The holder of the authorisation for use of the generic product may not place it on the market until 10 years have elapsed since the date of the first authorisation of the reference medicinal product. The consent of the patent holder is irrelevant. Before the expiry of the 10-year period, the generic drug may be marketed only for purposes and uses unrelated to the scope of the patent protection.

Restrictions on off-label use

Can actions taken by a patent owner to limit off-label use trigger antitrust liability?

If such actions fall under the general scope of application of the prohibited anticompetitive practices and arrangements, there might be instances in which these will trigger antitrust liability. However, to date, the CPC has not ruled on such case.


When does pricing conduct raise antitrust risks? Can high prices be abusive?

Predatory pricing is considered by the CPC as one of the gravest forms of prohibited anticompetitive behaviour. Selling at unreasonably high prices when in a dominant position on the market may also trigger the antitrust liability of the undertaking (eg, when the dominant undertaking tries to justify the high price with the related costs for production, which are already covered and included in the price of a similar product or related service). However, owing to specifics of the Bulgarian market and the heavy regulation of prescribed medicines and those included in the positive drug list, it is unlikely that the CPC will have to deal with abusive pricing of medicines by single undertakings.

Sector-specific issues

To what extent can the specific features of the pharmaceutical sector provide an objective justification for conduct that would otherwise infringe antitrust rules?

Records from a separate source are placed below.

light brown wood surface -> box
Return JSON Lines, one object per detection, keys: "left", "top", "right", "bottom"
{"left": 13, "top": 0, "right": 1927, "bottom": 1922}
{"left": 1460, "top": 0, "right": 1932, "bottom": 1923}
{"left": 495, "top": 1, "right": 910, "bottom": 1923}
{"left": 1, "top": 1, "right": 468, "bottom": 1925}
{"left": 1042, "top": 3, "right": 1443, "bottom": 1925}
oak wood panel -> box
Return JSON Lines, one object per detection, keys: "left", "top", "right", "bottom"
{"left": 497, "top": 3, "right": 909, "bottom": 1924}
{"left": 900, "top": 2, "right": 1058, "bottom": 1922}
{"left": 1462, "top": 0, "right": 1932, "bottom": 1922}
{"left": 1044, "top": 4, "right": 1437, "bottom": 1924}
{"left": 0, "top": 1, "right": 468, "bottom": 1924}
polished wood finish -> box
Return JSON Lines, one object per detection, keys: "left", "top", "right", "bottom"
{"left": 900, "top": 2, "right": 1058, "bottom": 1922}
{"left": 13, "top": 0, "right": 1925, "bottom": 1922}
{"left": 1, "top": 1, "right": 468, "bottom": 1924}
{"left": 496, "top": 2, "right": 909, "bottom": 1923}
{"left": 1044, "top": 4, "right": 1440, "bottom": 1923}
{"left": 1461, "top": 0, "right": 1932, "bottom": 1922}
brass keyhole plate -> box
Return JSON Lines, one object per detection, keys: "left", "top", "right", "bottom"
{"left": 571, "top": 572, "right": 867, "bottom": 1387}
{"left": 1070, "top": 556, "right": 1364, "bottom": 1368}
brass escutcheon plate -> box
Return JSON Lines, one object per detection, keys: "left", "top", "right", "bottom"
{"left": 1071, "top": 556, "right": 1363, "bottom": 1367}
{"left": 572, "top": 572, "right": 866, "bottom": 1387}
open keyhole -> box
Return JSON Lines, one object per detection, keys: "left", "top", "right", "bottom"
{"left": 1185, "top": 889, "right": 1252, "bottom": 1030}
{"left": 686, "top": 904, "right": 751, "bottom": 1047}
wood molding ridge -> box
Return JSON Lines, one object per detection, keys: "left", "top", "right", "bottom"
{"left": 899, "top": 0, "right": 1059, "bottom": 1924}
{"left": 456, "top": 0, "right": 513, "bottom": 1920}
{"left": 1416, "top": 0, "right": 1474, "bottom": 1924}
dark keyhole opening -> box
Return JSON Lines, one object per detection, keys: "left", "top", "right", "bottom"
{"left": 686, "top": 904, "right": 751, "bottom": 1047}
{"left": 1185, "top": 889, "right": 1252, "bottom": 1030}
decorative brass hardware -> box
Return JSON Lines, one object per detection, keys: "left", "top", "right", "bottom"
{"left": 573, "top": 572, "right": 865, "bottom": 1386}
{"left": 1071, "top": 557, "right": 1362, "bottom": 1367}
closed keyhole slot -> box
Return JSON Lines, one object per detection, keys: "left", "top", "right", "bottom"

In its practice, the CPC takes into account the specific features of the pharmaceutical sector. In the 2016 sector-wide inquiry, the CPC identified ensuring adequacy of supply of medicines as an area of concern, especially given the increased volumes of parallel export since 2012, and urged the government to take appropriate steps to address the issue. Thus, for example, ensuring adequate market supply could be used as an objective justification, alongside other well-grounded examples.